Lechia rozpoczęła mecz z animuszem, już w szóstej minucie po przepychance w okolicach pola karnego znalazła się w dobrej sytuacji, ale egzekwujący rzut wolny Wiśniewski trafił w mur. Chwilę potem składna akcja tego samego zawodnika z Matsui zakończyła się posłaniem piłki obok bramki. Po drugiej stronie zrobiło się groźnie cztery minuty później, ale na posterunku był Małkowski, który nie dał się zaskoczyć piłkarzom Pogoni. W siedemnastej minucie niebezpiecznie strzelał Grzelczak jednak piłka poszybowała nad poprzeczka. Podopieczni Michała Probierza zrealizowali swój cel w 26 minucie. Kontra w wykonaniu gości okazała się skuteczna i Janukiewicz musiał wyciągać piłkę z siatki. Przed końcem pierwszej połowy ulubieniec szczecińskiej publiczności miał znów ręce pełne roboty, ale w obu przypadkach skutecznie interweniował.

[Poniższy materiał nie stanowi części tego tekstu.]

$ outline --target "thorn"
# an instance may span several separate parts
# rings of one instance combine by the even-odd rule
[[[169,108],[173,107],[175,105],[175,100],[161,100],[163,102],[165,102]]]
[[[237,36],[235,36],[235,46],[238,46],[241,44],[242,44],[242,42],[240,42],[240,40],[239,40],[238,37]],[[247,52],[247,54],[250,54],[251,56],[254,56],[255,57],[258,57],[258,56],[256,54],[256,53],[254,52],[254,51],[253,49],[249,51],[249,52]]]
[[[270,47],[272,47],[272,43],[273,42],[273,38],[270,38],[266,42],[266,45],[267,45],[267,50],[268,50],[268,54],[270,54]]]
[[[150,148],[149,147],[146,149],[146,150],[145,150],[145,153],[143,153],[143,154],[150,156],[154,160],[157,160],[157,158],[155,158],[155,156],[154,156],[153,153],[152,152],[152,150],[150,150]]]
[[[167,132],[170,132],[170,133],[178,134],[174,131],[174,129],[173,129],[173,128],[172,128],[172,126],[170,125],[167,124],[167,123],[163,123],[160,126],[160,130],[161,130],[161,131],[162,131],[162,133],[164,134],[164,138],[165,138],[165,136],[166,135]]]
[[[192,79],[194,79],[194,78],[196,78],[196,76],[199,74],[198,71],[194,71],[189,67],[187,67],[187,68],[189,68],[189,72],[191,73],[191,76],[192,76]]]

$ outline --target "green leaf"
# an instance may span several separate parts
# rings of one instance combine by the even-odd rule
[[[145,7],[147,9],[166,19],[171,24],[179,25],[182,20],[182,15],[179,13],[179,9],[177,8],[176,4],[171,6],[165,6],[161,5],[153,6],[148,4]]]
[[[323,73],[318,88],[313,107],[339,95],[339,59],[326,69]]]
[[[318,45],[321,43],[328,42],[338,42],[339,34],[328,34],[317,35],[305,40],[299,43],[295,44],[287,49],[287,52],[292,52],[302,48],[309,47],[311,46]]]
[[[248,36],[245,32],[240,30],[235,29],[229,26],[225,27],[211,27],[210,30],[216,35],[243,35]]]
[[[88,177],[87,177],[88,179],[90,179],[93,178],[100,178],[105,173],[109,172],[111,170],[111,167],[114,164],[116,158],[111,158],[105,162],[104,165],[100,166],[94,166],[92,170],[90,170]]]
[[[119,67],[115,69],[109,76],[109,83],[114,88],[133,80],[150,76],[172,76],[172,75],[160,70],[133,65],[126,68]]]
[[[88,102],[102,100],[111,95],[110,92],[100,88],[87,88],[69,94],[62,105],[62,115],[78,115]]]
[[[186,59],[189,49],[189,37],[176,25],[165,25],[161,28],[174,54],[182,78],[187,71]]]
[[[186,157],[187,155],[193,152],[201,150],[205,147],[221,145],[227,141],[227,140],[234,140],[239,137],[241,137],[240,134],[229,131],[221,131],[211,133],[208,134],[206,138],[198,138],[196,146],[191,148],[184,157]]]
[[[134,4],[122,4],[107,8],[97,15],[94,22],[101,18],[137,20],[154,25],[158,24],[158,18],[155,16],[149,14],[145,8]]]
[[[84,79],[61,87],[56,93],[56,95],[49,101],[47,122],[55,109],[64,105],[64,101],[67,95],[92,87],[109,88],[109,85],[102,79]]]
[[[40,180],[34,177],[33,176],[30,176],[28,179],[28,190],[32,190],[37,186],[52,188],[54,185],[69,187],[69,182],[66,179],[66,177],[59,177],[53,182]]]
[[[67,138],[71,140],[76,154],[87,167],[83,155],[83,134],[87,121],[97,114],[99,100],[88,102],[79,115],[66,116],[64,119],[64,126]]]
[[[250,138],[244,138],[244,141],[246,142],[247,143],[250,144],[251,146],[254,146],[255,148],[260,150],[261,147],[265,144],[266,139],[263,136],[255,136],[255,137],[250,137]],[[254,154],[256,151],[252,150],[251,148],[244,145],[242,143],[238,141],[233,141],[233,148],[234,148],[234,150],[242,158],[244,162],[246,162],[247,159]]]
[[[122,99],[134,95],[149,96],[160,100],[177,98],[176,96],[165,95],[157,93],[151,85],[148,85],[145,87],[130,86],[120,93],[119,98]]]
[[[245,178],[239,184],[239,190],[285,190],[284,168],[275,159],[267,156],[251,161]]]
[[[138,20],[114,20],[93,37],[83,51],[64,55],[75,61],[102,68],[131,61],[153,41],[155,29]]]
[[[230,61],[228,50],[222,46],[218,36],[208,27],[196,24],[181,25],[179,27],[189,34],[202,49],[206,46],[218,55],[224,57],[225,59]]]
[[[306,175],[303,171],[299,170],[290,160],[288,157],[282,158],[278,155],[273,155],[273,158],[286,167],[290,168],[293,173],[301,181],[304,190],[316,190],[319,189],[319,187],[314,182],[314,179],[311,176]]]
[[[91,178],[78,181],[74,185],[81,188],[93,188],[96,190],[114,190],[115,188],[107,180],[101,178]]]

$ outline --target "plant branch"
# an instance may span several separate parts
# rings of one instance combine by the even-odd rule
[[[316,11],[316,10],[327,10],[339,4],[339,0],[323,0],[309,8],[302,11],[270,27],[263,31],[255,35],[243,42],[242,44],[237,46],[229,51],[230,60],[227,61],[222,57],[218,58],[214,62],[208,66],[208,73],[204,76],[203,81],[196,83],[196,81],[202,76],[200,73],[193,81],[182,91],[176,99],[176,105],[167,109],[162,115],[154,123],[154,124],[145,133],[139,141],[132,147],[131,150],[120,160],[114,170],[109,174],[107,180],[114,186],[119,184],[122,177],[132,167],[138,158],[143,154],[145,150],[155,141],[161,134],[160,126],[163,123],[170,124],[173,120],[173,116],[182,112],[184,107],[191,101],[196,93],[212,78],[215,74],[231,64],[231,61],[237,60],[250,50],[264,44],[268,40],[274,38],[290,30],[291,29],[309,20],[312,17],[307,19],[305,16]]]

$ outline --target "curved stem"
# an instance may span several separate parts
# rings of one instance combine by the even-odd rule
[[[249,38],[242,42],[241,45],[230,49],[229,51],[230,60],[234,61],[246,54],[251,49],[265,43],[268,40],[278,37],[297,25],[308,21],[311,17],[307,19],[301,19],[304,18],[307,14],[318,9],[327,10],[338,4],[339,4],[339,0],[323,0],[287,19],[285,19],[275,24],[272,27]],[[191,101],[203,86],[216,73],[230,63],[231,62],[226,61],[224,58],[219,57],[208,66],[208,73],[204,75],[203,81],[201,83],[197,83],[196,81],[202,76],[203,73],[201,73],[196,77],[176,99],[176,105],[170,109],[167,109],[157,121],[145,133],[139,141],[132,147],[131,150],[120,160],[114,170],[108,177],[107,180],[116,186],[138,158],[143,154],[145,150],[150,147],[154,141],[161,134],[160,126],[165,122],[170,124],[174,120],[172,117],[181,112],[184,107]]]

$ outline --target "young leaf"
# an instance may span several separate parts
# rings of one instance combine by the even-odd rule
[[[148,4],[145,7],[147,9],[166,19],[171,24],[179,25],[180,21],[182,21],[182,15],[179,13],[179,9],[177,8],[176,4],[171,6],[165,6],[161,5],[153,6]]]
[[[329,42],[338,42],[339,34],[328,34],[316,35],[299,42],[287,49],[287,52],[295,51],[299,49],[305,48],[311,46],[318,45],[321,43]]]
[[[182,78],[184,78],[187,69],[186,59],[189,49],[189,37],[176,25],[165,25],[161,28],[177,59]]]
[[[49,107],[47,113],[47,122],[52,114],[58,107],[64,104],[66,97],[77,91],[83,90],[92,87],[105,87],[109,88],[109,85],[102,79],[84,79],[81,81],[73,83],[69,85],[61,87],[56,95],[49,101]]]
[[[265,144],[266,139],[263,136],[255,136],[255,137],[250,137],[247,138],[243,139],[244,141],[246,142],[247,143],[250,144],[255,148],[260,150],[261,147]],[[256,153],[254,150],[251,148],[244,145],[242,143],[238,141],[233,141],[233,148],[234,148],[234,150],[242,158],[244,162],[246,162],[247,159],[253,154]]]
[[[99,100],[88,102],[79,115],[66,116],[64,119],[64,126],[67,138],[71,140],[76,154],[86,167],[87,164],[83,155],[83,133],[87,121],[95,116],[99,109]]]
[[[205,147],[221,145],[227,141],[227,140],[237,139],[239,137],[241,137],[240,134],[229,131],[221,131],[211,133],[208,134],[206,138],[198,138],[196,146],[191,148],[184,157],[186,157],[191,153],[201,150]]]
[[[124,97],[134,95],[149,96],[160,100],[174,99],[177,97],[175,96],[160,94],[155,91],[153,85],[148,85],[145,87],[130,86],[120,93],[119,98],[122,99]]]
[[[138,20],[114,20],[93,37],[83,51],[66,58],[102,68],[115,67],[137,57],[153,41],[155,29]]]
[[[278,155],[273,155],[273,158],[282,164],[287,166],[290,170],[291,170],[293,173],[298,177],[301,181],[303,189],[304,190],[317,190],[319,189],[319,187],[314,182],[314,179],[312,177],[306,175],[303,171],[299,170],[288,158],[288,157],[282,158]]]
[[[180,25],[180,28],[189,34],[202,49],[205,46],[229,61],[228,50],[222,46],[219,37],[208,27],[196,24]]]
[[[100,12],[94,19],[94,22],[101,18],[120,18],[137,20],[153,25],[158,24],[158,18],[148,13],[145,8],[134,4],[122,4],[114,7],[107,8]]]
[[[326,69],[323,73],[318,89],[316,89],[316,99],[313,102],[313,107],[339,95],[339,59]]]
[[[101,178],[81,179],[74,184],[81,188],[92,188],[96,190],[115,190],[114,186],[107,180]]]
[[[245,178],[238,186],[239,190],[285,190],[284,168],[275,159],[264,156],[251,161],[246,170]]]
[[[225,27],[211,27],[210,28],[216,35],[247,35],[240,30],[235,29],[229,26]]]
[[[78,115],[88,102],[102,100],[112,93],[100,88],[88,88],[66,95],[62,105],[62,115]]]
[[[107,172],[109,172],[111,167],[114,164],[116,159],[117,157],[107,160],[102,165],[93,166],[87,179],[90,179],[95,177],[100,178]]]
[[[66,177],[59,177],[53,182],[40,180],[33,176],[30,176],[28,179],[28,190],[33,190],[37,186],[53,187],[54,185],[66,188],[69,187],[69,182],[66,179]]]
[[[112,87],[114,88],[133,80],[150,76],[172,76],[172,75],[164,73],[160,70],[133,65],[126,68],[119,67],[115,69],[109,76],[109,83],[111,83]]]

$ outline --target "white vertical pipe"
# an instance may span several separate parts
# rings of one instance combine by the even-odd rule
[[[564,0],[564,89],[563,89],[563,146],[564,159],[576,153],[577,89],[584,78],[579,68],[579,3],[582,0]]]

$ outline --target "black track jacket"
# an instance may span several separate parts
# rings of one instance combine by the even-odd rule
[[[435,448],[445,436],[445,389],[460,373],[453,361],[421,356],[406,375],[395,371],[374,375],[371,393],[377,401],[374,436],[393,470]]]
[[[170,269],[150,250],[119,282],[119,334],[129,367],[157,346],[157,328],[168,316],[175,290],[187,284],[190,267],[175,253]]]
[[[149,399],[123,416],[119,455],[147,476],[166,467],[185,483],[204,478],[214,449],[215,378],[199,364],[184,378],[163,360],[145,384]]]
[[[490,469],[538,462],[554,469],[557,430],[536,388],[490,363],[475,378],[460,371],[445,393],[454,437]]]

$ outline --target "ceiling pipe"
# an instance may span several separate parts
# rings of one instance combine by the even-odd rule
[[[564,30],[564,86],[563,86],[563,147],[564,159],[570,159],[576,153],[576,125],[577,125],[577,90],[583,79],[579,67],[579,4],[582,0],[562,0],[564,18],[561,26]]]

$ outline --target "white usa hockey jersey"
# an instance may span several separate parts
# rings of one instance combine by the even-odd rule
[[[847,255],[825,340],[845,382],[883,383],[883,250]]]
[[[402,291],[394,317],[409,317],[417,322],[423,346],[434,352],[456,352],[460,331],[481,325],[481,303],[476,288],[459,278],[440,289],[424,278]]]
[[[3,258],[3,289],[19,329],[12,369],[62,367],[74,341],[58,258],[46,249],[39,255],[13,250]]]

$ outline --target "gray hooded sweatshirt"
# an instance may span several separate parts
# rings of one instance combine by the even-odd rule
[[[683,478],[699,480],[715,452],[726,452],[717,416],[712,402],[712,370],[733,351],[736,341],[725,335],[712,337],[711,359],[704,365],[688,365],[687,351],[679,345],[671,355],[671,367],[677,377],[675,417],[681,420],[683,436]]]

Po zmianie stron Granatowo - Bordowi zaczęli grać agresywniej i z większą odwagą, co przełożyło się na ilość sytuacji. Już chwilę po rozpoczęciu drugiej połowy Golla z bliska strzelił obok bramki. W 49 minucie po faulu na Robaku, rzut wolny egzekwował Maksymilian Rogalski, piłka przedostała się przez mur, ale na posterunku był bramkarz Lechii. W 57 minucie arbiter po zamieszaniu w polu karnym podyktował rzut karny dla Lechii. Intencje Piotra Wiśniewskiego świetnie odczytał Radosław Janukiewicz i szczecińscy kibice znów mogli być zadowoleni z postawy swojego ulubieńca. Kilka minut później po ładnej kontrze powinno być 2:0 dla gości, ale w sytuacji sam na sam Wiśniewski przegrał pojedynek z golkiperem Pogoni. W 67 minucie potężny strzał Robaka z dystansu z trudem wybija Małkowski. A nieco ponad dziesięć minut później Janukiewicz broni strzał Matsui. W 81 minucie Portowcy mogli doprowadzić do remisu, ale piłkę po strzale Bąka z czterech metrów wyłapał golkiper gości. Pogoń się nie poddawała, ale kiedy będący w idealnej sytuacji Donald w swoim stylu zmarnował okazję kibice tracili powoli wiarę w remis. Udało się jednak. W doliczonym czasie gry Akahosi skierował w końcu piłkę do siatki, ratując w ten sposób jeden punkt. Pogoń Szczecin - Lechia Gdańsk 1:1(0:1) 26'Grzelczak 92' Akahoshi Widzów: 6005 osób Sędziował: Bartosz Frankowski Żółte kartki: Murayama, Ława, Robak, Golla, Rogalski (Pogoń), Deleu, Oualembo, Matsui, Dawidowicz, Madera, Wiśniewski (Lechia). Pogoń: Janukiewicz - Frączczak (66’ Moustapha), Golla, Dąbrowski, Lewandowski - Murayama, Ława (46’ Djousse), Rogalski, Akahoshi, Tchami (66’ Bąk) - Robak. Lechia: Małkowski - Deleu, Bieniuk, Madera, Oualembo (55’ Pazio) - Grzelczak (78’ Pietrowski), Dawidowicz, Kostrzewa, Matsui, Wiśniewski ( 68’ Frankowski)- Buzała.